We are of the opinion this is the proper construction for several reasons. First, a perusal of the forerunners of § 21-31-23 reveals the same language used; thus, prior legislative enactments of this statute do not indicate “or” should be construed as “and.” Secondly, since there is no legislative intent which we can glean to the contrary, the word “or” must be accepted in its popular disjunctive form as meaning “an alternative between different or unlike *1040things, states, or actions.” Webster’s Third New International Dictionary 1585 (1961). We stated in Mississippi Power Co. v.

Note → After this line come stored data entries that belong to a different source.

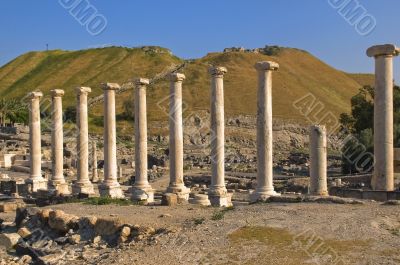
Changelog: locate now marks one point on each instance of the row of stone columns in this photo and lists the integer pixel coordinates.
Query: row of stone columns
(218, 195)
(383, 177)
(141, 189)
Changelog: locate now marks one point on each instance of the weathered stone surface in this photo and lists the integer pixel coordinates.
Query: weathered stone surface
(169, 199)
(8, 241)
(62, 222)
(107, 226)
(24, 213)
(8, 207)
(24, 232)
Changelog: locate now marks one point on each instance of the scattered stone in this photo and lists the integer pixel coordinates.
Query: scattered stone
(74, 239)
(392, 202)
(107, 226)
(169, 199)
(126, 231)
(10, 240)
(62, 222)
(26, 259)
(24, 232)
(165, 215)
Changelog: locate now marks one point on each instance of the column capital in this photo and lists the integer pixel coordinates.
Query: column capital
(218, 71)
(57, 93)
(141, 81)
(176, 77)
(110, 86)
(83, 90)
(318, 128)
(35, 95)
(266, 66)
(383, 50)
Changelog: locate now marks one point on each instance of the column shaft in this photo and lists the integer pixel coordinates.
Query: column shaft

Jones, 369 So.2d 1381, 1388 (Miss.1979), the following rule of statutory construction:

Popular words in statutes must be accepted in their popular sense and the Court must attempt to glean from the statutes the legislative intent. Dennis v. Travelers Insurance Co., 234 So.2d 624 (Miss.1970); Mississippi State Tax Commission v. Hinton, 218 So.2d 740 (Miss.1969). Where the language used by the legislature in a statute is plain and unambiguous and conveys a clear and definite meaning there is no occasion to resort to rules of statutory interpretation. Forman v. Carter, 269 So.2d 865 (Miss.1972); State v. Heard, 246 Miss. 774, 151 So.2d 417 (1963).

Present application of this rule brings us to the conclusion that the legislative intent was to use “or” in the disjunctive.

Finally, we note the Civil Service Commission’s powers are only such as are granted by the legislature and “where a statute enumerates the powers given, it must be held that it names all the powers dealt with therein, and that there is nothing implied.” Tepper Bros. v. Buttross, 178 Miss. 659, 664, 174 So. 556 (1937); see also 15A Am.Jur.2d, Civil Service § 10 (1976). Thus we conclude that “or” if construed in the conjunctive would grant a greater power than expressly given by statute to the Civil Service Commission. Therefore, we are of the opinion the Civil Service Commission had the power to modify Banks’ dismissal either by demotion or suspension, but not both; and we reverse and remand for proper modification in accordance with § 21-31-23.

We now consider the appellee’s cross-appeal concerning the motion to quash the writ of certiorari which it is contended should have been granted. A writ of certio-rari is granted to determine questions of law on the face of the record and proceedings. Here the Civil Service Commission’s quasi-judicial modification presented a question of law upon the construction to be given § 21-31 — 23. The circuit court may review the decision of an inferior tribunal acting in a judicial or quasi-judicial capacity on a writ of certiorari provided it is confined to questions of law. Glover v. City Council of Columbus, 132 Miss. 776, 96 So. 521 (1923); Board of Supervisors of Forrest County v. Melton, 123 Miss. 615, 86 So. 369 (1920); MCA §§ 11-51-93, 11-51-95 (1972). Therefore, we affirm the circuit court’s denial of appellee’s motion to quash the writ of certiorari.

REVERSED AND REMANDED ON DIRECT APPEAL; AFFIRMED ON CROSS-APPEAL.

SMITH, P. J., ROBERTSON, P. J., and SUGG, WALKER, BROOM, LEE, BOWLING and HAWKINS, JJ., concur.